Greg Strandberg says
Yes, my site’s most popular blog article. Maybe I don’t regret writing it so much as the reaction. Still, with a blog post you control it, right? You can delete it anytime. Well, yeah, but who knows who may have saved that post somewhere to throw out at you when you’re least expecting it?
And oftentimes that thing we may regret we may secretly like too. Perhaps it’s the only thing bringing us attention. That can also be incredibly sad as well.
Alan Rinzler says
Anne,
Thanks for the kind words. You’re right, who knew then what megastars they’d become. But in retrospect the Beatles were an extraordinary band and for a brief, shining period (I’d say 1965 to 1970) they went way beyond being being ordinary bestselling recording and performing superstars like the Rolling Stones or the Beach Boys. Without consciously trying, their words and lyrics seemed to represent our deepest collective feelings in the sixties, from hope to disappointment, inspiration to despair, until, as Lennon said in 1970 “The dream is over”.

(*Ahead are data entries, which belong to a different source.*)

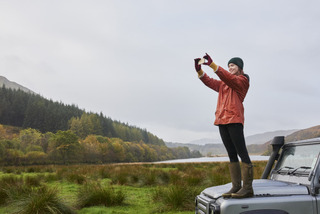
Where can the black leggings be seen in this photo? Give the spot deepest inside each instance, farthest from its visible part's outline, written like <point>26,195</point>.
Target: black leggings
<point>233,139</point>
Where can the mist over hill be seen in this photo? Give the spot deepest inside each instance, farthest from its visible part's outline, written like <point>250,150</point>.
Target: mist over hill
<point>13,85</point>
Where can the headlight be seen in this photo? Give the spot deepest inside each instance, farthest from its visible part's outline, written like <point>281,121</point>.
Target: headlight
<point>214,209</point>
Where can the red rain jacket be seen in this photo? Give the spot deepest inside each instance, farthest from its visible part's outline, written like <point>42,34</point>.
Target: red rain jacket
<point>232,90</point>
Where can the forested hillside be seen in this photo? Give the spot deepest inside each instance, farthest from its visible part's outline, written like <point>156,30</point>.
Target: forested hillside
<point>34,130</point>
<point>21,109</point>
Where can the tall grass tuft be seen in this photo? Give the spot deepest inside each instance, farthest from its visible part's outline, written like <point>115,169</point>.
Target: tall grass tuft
<point>176,197</point>
<point>38,200</point>
<point>94,194</point>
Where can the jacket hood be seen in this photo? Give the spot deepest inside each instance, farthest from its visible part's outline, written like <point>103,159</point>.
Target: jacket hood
<point>262,187</point>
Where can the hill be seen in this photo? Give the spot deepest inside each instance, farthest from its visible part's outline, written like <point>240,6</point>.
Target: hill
<point>29,110</point>
<point>12,85</point>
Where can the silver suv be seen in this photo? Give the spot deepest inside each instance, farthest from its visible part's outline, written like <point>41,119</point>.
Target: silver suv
<point>291,187</point>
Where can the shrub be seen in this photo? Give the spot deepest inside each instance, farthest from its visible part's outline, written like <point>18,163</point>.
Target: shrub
<point>39,200</point>
<point>33,180</point>
<point>176,197</point>
<point>93,194</point>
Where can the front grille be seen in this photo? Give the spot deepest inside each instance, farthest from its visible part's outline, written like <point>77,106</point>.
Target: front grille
<point>205,205</point>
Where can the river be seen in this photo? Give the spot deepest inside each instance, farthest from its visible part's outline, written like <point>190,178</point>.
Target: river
<point>212,159</point>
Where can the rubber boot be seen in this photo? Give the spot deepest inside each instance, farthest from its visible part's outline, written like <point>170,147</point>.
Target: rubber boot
<point>247,174</point>
<point>235,173</point>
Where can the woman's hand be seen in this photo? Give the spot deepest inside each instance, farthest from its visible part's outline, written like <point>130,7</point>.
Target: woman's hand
<point>208,58</point>
<point>196,64</point>
<point>210,62</point>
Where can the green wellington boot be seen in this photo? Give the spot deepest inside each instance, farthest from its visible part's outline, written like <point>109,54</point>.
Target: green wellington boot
<point>235,173</point>
<point>247,175</point>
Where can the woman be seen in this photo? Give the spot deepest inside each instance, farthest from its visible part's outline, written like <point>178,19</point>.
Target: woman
<point>232,88</point>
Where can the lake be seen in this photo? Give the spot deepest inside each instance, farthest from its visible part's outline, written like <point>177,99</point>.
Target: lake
<point>212,159</point>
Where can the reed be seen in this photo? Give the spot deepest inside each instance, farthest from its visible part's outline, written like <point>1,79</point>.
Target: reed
<point>94,194</point>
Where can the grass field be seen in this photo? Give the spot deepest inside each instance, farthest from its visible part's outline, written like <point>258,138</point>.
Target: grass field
<point>114,188</point>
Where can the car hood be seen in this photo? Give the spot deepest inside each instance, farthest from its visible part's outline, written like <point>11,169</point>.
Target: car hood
<point>262,187</point>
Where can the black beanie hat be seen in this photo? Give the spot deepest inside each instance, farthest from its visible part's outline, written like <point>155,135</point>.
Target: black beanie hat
<point>237,61</point>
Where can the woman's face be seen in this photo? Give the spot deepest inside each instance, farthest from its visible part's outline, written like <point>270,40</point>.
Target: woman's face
<point>234,69</point>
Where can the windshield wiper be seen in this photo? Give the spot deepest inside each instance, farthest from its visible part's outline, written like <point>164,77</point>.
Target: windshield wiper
<point>285,167</point>
<point>300,167</point>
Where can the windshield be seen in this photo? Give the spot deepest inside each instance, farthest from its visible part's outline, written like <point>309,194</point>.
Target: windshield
<point>297,159</point>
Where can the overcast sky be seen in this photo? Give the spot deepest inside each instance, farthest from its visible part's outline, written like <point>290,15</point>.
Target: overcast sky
<point>133,60</point>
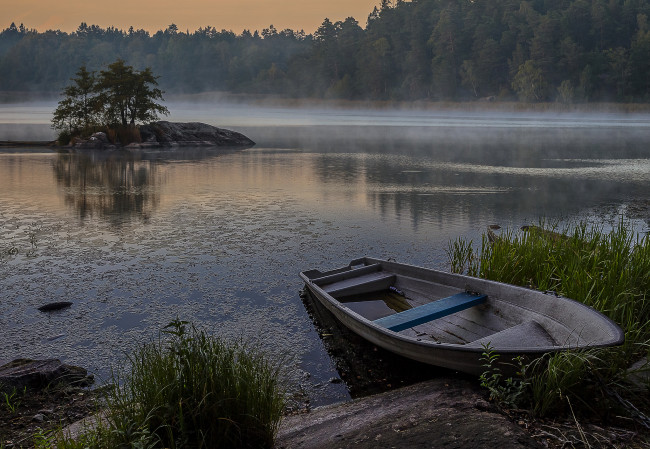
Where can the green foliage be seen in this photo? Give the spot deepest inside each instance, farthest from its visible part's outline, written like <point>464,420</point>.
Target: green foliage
<point>191,390</point>
<point>510,392</point>
<point>119,96</point>
<point>409,50</point>
<point>12,399</point>
<point>609,271</point>
<point>529,82</point>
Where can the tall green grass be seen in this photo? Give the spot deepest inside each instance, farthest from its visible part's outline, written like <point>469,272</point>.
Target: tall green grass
<point>191,390</point>
<point>609,271</point>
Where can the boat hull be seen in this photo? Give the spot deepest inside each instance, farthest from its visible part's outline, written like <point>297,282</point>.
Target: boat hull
<point>586,327</point>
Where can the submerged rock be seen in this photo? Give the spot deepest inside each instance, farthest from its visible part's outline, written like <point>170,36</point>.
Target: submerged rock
<point>53,306</point>
<point>37,374</point>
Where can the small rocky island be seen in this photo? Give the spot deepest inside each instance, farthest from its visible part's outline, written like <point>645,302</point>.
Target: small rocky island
<point>169,134</point>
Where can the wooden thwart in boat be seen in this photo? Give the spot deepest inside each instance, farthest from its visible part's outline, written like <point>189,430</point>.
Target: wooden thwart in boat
<point>453,331</point>
<point>430,311</point>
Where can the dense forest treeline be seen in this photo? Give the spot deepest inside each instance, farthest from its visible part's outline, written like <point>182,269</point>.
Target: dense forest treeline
<point>536,50</point>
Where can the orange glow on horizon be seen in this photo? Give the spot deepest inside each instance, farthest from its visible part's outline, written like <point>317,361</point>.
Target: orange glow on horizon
<point>235,15</point>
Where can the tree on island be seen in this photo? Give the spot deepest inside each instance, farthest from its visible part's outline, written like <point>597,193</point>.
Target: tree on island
<point>114,100</point>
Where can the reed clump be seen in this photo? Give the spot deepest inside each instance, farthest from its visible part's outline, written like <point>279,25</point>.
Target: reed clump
<point>190,390</point>
<point>609,271</point>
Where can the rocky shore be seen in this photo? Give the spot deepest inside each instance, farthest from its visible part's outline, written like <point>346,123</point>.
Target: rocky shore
<point>169,134</point>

The songs they wrote (including Lennon, McCartney, and Harrison, too) are still wonderful but I think more meaningful to those who came of age in the sixties, the aging baby boomers, than for younger folks today.
I’m glad to have seen them from their first performance and been swept up in the collective dream.
anne gallagher says
I don’t think the review was all that bad. You took your personal experience from that night and put it on the page. You found each of the band members nuances. John’s looking off stage. Paul’s embarrassment over his unplugged guitar, Ringo being Ringo. And I have to agree. When they first came to the US they were only looking to make money. Who knew they would be become megastars? Don’t beat yourself up. I wouldn’t. I rather liked the review.
R.E. McDermott says
Don’t feel badly. Whenever I think of things I wished I hadn’t said, all always remember this quote from my father circa 1956.
“Huh. Six months from now, no one will even remember who Elvin Pressler is.”